Rural Household Landslide Loss Estimation in Peru: An Exploratory Neural-Network Approach
DOI:
https://doi.org/10.59297/s5q1c086Keywords:
Landslides, exploratory modeling, neural networks, El Niño phenomenon, rural householdAbstract
This work-in-progress paper proposes an exploratory Neural-Network framework to estimate household-level economic losses from debris-flow-induced landslides in two rural communities of Carabayllo, Lima, Peru. The study integrates geophysical, geographical, environmental, and sociodemographic information from georeferenced household surveys and geomorphological outputs generated with the LAPSUS model (v6.03). The main challenge is a small, heterogeneous, and partially interdependent dataset (N = 60 households) comprising both discrete and continuous variables. To address this complexity, the framework combines autoencoder-based dimensionality reduction for discrete variables, transformed feature-space construction, unsupervised segmentation, and neural-network regression.
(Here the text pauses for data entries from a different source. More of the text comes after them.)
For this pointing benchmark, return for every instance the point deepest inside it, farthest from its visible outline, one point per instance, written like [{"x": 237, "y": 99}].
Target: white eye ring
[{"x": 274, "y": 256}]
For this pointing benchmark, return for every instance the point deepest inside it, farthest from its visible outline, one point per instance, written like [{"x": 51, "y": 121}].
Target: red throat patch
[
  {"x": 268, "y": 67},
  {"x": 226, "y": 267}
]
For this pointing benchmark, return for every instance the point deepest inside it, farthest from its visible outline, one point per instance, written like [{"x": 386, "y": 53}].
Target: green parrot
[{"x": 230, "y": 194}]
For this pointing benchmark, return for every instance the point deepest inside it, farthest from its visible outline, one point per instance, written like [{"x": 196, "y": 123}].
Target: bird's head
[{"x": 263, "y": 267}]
Rather than claiming validated predictive performance, the paper presents this architecture as a proof of concept for structurally complex disaster datasets under severe sample constraints. It contributes methodologically by showing how representation learning and segmentation may support loss estimation, and empirically by highlighting the close relationship between social and housing conditions and household disaster losses in vulnerable peri-urban settings.